Intervista – A CURA DI ROBERTO MAZZOLI
È deceduto poche ore dopo la sedazione profonda avviata lo scorso 13 giugno in seguito alla revoca del consenso alla nutrizione e alla idratazione artificiali. Fabio Ridolfi, 46enne di Fermignano (Pesaro-Urbino), era immobilizzato da 18 anni a letto a causa di una tetraparesi. Nei mesi scorsi tramite l’associazione “Luca Coscioni”, che patrocinava il suo caso, aveva richiesto all’Azienda sanitaria regionale (Asur) delle Marche di poter accedere alla «morte medicalmente assistita». Tuttavia, in assenza di una legge nazionale dai contorni certi, la sua domanda era stata respinta. Sulla vicenda interviene oggi monsignor Giovanni Tani, arcivescovo di Urbino-Urbania-Sant’Angelo in Vado, che nei giorni scorsi ha telefonato alla madre di Fabio per esprimere vicinanza e affetto.
Monsignor Tani, cosa ne pensa della vicenda di Fabio?
Si tratta di una situazione umana molto dura e dolorosa. Fabio è stato chiamato ad una prova di vita estremamente difficile. La Chiesa crede che la vita sia un dono di Dio e che nessuno di noi possa prendersi il diritto di togliersi questo dono. Però di fronte alle situazioni concrete ci deve anche essere uno spazio di riflessione, di mistero e di rispetto. Per cui occorre fare un passo indietro e da parte mia, pur ribadendo una precisa visione della vita, ritengo che sia necessaria la preghiera da fare con insistenza, anche perché il Signore, proprio in questi momenti è presente: non è assente, non si ritira ma rimane accanto a chi soffre.

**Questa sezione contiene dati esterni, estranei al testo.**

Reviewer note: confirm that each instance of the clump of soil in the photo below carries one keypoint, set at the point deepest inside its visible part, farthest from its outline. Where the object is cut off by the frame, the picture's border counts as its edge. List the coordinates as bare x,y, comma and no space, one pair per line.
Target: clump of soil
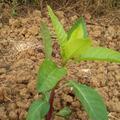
21,53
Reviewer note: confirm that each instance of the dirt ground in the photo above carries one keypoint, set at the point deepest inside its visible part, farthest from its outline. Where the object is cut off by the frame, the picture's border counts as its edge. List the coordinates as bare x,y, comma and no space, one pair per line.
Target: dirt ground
21,53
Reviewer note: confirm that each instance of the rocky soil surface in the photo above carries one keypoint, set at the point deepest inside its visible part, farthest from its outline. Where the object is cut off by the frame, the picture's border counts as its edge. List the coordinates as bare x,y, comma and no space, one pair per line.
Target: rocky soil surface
21,53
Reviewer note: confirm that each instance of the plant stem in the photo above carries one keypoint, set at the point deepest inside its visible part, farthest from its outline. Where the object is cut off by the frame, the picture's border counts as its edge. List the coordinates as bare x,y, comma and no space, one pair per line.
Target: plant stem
49,115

Qual è la sua posizione sul tema dell’autodeterminazione e della libertà?
Mettere insieme il mistero della libertà di Dio e il mistero della libertà dell’uomo in queste circostanze ci impegna in una riflessione approfondita e in una preghiera rispettosa. Certamente il discorso della misericordia di Dio e del mistero della morte e resurrezione devono essere richiamati anche in questa circostanza affinché sia affidato tutto al Signore perché solo lui può accogliere fino in fondo questa situazione.
Lei ha voluto anche telefonare alla mamma di Fabio.
La mia è stata una telefonata di vicinanza a mamma Cecilia. Ho sentito una donna molto provata per tutti questi anni di sofferenza. Mi ha detto che suo figlio non è mai stato lasciato solo un momento anche se la vicinanza è stata soltanto nell’ambito familiare perché Fabio non ha voluto accogliere altre persone e anche questo è un segnale di una difficoltà e di una sofferenza. Le ho detto che avrei pregato per questa situazione e avrei affidato Fabio al Signore affinché fosse lui a tenerlo per mano. Da tempo come comunità cristiana ci siamo resi presenti con la famiglia Ridolfi grazie ad alcune persone e laici ma anche attraverso il suo parroco. La famiglia ha chiesto che fosse celebrato il funerale nella chiesa parrocchiale di Fermignano. La raccomandazione e l’invito mio e del parroco è che questo momento non diventi un’occasione per manifestare idee e ideologie che siano diverse da un clima di preghiera per Fabio e di vicinanza ai suoi cari.
Sarebbe auspicabile che lo Stato intervenisse con maggior chiarezza sul fine vita?
Sono convinto che sarebbe necessaria una legge giusta, che richiede un’attenta riflessione sui risvolti etici di una materia così delicata.